In the following example, the DDL Query statement in the test/tbl_1/437752935075545091/schema.json file is not empty:

{
    "Table":"test",
    "Schema":"tbl_1",
    "Version": 1,
    "TableVersion":437752935075545091,
    "Query": "create table tbl_1 (Id int primary key, LastName char(20), FirstName varchar(30), HireDate datetime, OfficeLocation Blob(20))",
    "TableColumns":[
        {
            "ColumnName":"Id",
            "ColumnType":"INT",
            "ColumnNullable":"false",
            "ColumnIsPk":"true"
        },
        {
            "ColumnName":"LastName",
            "ColumnType":"CHAR",
            "ColumnLength":"20"
        },
        {
            "ColumnName":"FirstName",
            "ColumnType":"VARCHAR",
            "ColumnLength":"30"
        },
        {
            "ColumnName":"HireDate",
            "ColumnType":"DATETIME"
        },
        {
            "ColumnName":"OfficeLocation",
            "ColumnType":"BLOB",
            "ColumnLength":"20"
        }
    ],
    "TableColumnsTotal":"5"
}

When the consumer traverses the directory again, it finds a new version directory of the table. Note that the consumer can consume data in the new directory only after all files in the test/tbl_1/437752935075545091 directory have been consumed.

├── metadata
└── test
    ├── tbl_1
    │   ├── 437752935075545091
    │   │   ├── CDC000001.json
    │   │   └── schema.json
    │   └── 437752935075546092
    │   │   └── CDC000001.json
    │   │   └── schema.json

The consumption logic is consistent.
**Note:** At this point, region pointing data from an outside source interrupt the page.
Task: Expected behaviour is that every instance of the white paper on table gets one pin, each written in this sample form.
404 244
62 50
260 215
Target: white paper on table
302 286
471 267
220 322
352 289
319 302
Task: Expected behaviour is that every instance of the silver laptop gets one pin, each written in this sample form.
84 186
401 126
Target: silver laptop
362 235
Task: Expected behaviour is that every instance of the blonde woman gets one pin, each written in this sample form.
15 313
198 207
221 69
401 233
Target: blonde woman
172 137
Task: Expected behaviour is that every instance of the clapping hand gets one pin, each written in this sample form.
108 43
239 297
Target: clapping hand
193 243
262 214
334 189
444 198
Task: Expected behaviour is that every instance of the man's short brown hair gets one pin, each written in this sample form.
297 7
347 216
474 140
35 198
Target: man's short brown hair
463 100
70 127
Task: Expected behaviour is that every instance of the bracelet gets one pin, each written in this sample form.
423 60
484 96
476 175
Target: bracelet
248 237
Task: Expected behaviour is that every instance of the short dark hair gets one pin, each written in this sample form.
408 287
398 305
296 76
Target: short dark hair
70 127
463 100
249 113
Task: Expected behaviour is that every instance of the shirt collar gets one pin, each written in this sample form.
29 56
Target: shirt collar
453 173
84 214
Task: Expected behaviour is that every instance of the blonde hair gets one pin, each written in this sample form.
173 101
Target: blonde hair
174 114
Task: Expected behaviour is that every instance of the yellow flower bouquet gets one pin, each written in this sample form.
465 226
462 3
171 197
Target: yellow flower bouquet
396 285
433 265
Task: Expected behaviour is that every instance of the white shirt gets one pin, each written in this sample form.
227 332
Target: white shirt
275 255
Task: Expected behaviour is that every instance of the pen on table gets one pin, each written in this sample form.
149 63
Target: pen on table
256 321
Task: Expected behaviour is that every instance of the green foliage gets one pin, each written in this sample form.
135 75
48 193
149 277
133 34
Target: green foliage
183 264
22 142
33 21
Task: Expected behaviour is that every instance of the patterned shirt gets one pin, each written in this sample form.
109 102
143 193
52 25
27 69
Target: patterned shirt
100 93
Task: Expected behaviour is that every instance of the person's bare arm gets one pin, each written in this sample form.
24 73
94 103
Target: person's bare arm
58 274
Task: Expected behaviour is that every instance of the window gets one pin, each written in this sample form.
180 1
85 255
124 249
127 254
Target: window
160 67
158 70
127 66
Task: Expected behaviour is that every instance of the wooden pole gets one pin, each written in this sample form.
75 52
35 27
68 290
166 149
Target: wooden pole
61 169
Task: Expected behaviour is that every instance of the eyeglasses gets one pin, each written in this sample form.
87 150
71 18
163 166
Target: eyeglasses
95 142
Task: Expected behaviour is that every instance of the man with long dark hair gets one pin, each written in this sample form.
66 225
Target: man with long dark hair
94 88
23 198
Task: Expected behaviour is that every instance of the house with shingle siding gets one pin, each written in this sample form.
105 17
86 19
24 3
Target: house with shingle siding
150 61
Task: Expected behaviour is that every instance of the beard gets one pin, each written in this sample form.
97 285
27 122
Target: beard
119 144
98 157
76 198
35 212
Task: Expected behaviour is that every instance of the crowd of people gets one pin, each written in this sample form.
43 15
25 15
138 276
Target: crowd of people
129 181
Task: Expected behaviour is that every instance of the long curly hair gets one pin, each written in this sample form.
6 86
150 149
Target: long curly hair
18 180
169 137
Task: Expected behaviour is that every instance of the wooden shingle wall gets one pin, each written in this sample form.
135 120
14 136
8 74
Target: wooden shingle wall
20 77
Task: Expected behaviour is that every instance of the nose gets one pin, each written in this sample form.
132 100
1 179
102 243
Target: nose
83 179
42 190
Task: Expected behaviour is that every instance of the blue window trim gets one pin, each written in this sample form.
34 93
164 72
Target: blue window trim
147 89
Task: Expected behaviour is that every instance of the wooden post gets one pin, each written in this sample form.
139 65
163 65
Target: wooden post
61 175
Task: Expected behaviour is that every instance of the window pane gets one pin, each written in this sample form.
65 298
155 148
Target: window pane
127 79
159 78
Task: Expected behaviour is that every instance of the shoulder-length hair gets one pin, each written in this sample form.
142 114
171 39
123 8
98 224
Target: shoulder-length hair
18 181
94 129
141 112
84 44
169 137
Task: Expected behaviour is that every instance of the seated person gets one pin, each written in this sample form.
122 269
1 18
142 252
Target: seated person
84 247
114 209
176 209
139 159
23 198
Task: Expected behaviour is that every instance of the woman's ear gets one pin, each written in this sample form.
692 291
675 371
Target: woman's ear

Specifically, the consumer parses the table schema of the schema.json file and obtains and processes DDL Query statements accordingly. Then the consumer starts replicating the CDC000001.json file.

Process DML events

After DDL events are properly processed, you can process DML events in the {schema}/{table}/{table-version-separator}/ directory based on the specific file format (CSV or Canal-JSON) and file number.

TiCDC ensures that data is replicated at least once. Therefore, there might be duplicate data. You need to compare the commit ts of the change data with the consumer checkpoint. If the commit ts is less than the consumer checkpoint, you need to perform deduplication.